Just past the trestle, there’s a short side trail leading up to the large agricultural field that lies beyond the forested banks of the river. That route is not public property, as far as I know.

But once you’re there, it’s worth taking a break and looking around. Like this:

From the north side of the river, you have a good view of the confluence of the Willamette and Calapooia rivers at Bryant and Monteith parks.

Monteith is closed (like Buena Vista for construction), but Bryant Park is available for summer recreation along both rivers. At low water Bryant has wide beaches of pebbles and sand, with plenty of room for a day of summer fun.

A summer playground: The Willamette River at Bryant Park near the mouth of the Calapooia River.

On my way back to town, I took the walkway on the Ellsworth Street Bridge rather than risk the traffic lanes. It’s a narrow walk, and when I stopped to take a photo, a cyclist behind me had to stop as well.

Stopping on the Ellsworth Street Bridge for a view of the riverfront overlook being repaired.

Built in 1925 and originally simply known as the “Albany Bridge,” this is still a splendid bridge despite its age. But now and then one wishes that when they built it they had added a couple feet to its width.

Biking around Albany on a summer afternoon and looking around, it’s hard to avoid the conclusion I mentioned in the video: Even though the town is getting bigger all the time and sometimes traffic is a pain, it’s still a nice place to live. (hh)

9 responses to “Biking around our nice place to live”

  1. Richard Vannice says:

    Nice piece Hasso. Stop and Smell the Roses. To often we move about and never see the more attractive things that our surroundings offer. Several years ago a gentleman from Canada told me that he and his family hand spent nearly two weeks traveling from one end of Oregon to the other on 101. My first thought was, why so long? His response was that we tend to travel to the same places in our home state (Provence) and miss the “minor” sights. After our family talked about what he had said we all came up with, ” remember (sign along the roadway)? How many times have we gone past there and never stopped? There’s a lot to see right here in Oregon but we still travel far and wide to see the sights.

  2. MargaretDon Dotter says:

    Always enjoy your posts as a person that was born and raised in Albany. It’s great to see how things are now and remember how they used to be thank you

  3. Kevin says:

    Working on a boat ramp during peak season sounds foolish, but the ODF&W in water work window is from June to October on this part of the river.

  4. chris j says:

    Albany is a good place to be from or to visit. Just don’t peek into the nooks and crannies!

  5. RICH KELLUM says:

    “But to close the Buena Vista landing during the height of the boating season seems shortsighted, no?” Many times things are done for the ease of the repair not the ease of use of the thing being fixed.
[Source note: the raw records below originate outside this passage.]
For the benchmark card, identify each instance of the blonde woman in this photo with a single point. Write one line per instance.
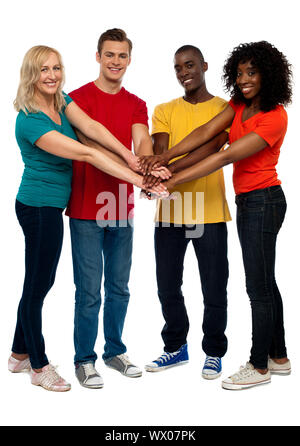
(48, 145)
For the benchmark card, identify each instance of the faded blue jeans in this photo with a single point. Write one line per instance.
(95, 250)
(260, 214)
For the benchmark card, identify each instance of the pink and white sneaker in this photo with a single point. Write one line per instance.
(49, 379)
(17, 366)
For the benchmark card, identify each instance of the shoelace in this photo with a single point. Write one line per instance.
(212, 362)
(244, 372)
(124, 358)
(166, 356)
(49, 376)
(89, 369)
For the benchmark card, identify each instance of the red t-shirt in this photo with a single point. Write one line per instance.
(117, 112)
(259, 170)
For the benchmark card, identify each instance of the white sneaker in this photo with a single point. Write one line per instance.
(49, 379)
(88, 376)
(18, 366)
(246, 377)
(279, 369)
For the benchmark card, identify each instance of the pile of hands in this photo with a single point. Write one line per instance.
(157, 177)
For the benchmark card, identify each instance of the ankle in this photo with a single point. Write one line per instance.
(280, 360)
(19, 356)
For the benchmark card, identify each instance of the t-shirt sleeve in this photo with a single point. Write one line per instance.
(34, 126)
(160, 123)
(233, 104)
(68, 98)
(80, 99)
(272, 126)
(140, 115)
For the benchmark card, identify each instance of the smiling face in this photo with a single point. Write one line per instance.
(248, 80)
(50, 76)
(114, 60)
(190, 69)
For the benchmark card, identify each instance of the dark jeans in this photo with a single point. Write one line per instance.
(211, 251)
(43, 231)
(260, 214)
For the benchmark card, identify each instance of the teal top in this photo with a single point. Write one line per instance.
(46, 180)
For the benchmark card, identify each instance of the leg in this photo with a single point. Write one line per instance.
(87, 244)
(117, 251)
(211, 252)
(43, 230)
(170, 248)
(259, 219)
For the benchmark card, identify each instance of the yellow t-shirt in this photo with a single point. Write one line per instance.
(198, 201)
Rules are passed to make it easy on staff instead of fair to the public.

    • Ray Kopczynski says:

      “Many times things are done for the ease of the repair…”
      And that is as it should be – since that means quicker, more efficient, and more cost effective repair[s] IMO…

  6. Bill Kapaun says:

    The sign says “NO BOATING ACCESS”. That would infer a low, slow water condition would likely be more efficient and safer for the work being done. My guess.

  7. CB says:

    We have a student staying with us from France. This morning we rode our bicycles (7 of us) from the South Albany area to downtown mainly on the Perwinkle path (avoiding the back of Lowe’s). It was a lovely ride. It is so nice to live in a relatively flat area!

  8. Lundy says:

    Hasso, you may recall that some years back David Patton and I did a series for the Democrat-Herald that we called “Getaways.” The premise was, if you only had half a day, what were some fun places around Albany that you and your family could visit. We picked a half-dozen or so of them, went to them, took pix and did stories that we ran over the course of several weeks. It was a fun project and a reminder of recreation- and activity-rich the mid-valley is.